Microsoft has confirmed it is implementing targeted job reductions affecting less than 1% of its 228,000-strong workforce, based on performance reviews. The tech giant emphasized these cuts are part of its regular process to maintain high-performing talent across the organization.
"At Microsoft we focus on high-performance talent," a Microsoft spokesperson stated, explaining that the company continuously works on employee development while taking "appropriate action" when performance standards are not met.
This latest round of cuts appears modest compared to Microsoft's previous workforce reductions. In early 2023, the company eliminated 10,000 positions and consolidated office space. More recently, following the $75.4 billion Activision Blizzard acquisition, Microsoft's gaming division cut 1,900 jobs in January 2024 to reduce organizational overlap.

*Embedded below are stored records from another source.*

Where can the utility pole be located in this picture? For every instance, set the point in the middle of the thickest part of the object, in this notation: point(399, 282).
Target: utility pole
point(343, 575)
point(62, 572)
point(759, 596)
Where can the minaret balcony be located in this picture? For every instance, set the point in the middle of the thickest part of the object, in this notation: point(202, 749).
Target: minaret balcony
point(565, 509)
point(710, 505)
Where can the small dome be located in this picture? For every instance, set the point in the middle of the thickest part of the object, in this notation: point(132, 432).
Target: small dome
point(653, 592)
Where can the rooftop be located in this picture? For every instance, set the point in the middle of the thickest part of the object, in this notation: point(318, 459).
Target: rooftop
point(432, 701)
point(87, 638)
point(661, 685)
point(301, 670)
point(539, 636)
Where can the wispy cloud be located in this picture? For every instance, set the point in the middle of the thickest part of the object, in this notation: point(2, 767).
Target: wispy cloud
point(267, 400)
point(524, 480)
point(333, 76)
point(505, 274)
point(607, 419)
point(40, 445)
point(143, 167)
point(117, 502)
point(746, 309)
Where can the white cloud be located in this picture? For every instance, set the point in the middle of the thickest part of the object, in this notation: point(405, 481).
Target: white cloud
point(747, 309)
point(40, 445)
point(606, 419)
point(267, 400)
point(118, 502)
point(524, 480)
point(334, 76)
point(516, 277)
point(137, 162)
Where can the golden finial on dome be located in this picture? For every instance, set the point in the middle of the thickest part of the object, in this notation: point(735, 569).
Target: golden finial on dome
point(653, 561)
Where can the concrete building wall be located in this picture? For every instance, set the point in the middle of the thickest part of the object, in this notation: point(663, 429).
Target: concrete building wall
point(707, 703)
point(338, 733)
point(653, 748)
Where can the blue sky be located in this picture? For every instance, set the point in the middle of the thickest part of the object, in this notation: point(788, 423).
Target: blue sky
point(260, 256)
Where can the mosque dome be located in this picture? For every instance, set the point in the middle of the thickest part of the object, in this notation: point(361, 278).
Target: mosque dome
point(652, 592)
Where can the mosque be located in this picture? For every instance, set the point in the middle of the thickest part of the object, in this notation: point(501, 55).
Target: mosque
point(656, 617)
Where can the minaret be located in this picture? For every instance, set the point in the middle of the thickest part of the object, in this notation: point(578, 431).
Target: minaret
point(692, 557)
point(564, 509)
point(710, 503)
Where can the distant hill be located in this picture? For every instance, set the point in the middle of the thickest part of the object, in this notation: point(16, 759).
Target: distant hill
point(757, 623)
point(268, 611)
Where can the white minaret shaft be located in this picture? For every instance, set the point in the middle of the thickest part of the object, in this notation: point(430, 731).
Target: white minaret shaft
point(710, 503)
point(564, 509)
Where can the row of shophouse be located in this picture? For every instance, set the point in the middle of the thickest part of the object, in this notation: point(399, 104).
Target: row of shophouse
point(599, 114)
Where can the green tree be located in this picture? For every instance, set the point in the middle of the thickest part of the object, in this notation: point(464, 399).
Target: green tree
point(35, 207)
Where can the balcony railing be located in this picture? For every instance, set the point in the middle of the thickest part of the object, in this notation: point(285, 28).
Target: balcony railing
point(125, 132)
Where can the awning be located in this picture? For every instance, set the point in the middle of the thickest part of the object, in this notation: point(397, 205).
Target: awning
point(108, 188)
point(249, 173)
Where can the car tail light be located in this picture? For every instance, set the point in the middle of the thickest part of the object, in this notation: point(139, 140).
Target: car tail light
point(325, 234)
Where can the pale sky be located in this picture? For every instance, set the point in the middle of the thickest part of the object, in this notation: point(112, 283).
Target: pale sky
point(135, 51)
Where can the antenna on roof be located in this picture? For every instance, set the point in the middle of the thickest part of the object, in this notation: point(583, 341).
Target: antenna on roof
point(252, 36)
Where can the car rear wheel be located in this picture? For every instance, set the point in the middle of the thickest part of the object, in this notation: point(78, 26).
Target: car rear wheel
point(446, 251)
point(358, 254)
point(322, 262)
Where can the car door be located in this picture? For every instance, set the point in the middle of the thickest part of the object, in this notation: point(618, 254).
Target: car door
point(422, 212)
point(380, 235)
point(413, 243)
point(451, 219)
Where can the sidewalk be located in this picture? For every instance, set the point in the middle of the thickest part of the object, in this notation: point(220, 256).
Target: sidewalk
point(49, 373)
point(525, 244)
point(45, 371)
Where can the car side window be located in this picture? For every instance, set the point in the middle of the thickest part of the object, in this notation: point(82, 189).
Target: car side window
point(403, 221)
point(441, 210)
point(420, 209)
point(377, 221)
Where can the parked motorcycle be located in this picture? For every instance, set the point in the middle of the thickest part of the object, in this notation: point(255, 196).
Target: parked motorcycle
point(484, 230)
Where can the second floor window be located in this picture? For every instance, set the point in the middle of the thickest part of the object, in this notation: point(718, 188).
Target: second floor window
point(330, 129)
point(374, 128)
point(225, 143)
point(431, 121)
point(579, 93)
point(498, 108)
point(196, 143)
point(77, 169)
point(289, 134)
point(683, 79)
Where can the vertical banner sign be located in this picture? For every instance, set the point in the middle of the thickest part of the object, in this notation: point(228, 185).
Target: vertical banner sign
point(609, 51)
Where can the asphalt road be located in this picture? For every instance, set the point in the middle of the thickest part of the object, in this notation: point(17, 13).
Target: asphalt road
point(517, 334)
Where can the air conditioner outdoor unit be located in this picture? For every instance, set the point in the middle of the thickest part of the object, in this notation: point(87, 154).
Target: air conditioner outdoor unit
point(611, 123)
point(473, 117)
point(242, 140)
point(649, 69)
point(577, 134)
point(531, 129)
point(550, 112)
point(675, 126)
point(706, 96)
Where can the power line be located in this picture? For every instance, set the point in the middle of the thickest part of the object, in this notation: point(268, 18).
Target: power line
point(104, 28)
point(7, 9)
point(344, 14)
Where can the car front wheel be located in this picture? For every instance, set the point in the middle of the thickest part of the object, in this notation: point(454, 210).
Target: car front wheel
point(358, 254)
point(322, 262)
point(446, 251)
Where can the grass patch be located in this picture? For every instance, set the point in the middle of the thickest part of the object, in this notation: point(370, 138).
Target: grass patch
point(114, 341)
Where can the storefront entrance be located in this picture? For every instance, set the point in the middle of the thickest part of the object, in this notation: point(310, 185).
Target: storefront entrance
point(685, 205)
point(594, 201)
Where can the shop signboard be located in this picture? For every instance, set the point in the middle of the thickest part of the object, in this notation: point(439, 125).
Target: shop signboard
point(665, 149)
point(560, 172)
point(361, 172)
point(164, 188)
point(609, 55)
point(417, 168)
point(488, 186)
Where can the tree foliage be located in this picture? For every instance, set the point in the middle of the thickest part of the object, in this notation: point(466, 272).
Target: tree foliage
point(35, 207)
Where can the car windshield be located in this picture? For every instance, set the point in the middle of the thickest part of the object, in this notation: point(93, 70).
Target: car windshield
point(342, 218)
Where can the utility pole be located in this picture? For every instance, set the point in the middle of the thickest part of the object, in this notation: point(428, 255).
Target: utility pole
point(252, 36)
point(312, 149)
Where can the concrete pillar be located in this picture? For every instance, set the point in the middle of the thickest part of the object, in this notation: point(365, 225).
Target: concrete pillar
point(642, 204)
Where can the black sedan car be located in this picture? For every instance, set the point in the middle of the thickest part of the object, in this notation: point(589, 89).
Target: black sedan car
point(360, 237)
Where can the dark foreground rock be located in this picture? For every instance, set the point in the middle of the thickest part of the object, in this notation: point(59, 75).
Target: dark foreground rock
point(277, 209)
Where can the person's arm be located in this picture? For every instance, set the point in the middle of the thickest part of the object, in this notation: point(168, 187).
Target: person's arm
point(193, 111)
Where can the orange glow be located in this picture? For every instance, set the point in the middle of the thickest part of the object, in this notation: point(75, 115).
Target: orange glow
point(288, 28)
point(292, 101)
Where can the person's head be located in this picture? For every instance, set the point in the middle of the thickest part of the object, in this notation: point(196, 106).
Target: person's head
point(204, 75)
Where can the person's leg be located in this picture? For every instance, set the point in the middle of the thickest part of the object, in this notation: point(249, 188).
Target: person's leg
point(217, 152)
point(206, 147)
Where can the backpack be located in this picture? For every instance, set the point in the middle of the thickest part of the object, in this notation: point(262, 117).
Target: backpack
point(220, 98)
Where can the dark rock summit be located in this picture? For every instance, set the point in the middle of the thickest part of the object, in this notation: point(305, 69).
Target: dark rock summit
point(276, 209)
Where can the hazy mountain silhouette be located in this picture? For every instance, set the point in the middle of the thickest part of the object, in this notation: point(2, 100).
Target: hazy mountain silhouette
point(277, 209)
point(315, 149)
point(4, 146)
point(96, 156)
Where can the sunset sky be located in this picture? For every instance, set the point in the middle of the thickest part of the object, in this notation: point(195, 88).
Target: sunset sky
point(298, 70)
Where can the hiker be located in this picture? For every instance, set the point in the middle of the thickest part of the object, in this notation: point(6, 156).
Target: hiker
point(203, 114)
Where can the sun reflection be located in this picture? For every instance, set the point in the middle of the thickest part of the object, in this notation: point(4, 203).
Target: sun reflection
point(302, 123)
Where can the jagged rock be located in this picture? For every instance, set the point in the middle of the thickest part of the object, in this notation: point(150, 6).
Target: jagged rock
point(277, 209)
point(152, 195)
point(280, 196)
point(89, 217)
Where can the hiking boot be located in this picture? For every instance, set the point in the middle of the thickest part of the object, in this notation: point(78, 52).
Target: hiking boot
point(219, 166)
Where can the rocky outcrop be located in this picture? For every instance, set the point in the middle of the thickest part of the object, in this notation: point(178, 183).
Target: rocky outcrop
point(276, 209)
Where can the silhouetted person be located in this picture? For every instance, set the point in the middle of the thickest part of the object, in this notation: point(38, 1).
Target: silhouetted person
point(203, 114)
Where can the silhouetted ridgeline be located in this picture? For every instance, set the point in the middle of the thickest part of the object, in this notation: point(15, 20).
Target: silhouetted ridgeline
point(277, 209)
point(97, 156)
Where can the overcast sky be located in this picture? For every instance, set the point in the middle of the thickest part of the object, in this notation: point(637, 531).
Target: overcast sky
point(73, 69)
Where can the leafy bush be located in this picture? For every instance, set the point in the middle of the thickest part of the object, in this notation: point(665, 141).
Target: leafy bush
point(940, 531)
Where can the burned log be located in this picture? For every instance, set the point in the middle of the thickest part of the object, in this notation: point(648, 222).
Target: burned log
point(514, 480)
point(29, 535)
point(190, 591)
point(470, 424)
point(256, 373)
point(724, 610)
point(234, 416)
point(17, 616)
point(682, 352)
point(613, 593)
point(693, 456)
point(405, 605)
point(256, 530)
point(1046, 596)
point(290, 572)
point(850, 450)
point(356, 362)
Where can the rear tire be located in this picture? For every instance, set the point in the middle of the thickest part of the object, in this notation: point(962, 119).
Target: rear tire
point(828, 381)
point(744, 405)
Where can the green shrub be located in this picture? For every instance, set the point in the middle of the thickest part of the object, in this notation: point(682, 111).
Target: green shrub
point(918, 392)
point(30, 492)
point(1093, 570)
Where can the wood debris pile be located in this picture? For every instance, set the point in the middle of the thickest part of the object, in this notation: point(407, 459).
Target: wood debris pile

Despite maintaining a healthy net income margin of nearly 38%, Microsoft's stock performance in the previous year lagged behind the broader tech sector, rising 12% compared to Nasdaq's 29% gain.
The company continues to navigate strategic challenges, including its evolving partnership with AI startup OpenAI, in which Microsoft has invested over $13 billion. CEO Satya Nadella recently described this relationship as having "cooperation tension."
Looking ahead, Microsoft maintains an optimistic outlook, with CFO Amy Hood projecting accelerated revenue growth in the Azure cloud division during the first half of 2024, driven by expanded AI infrastructure capacity.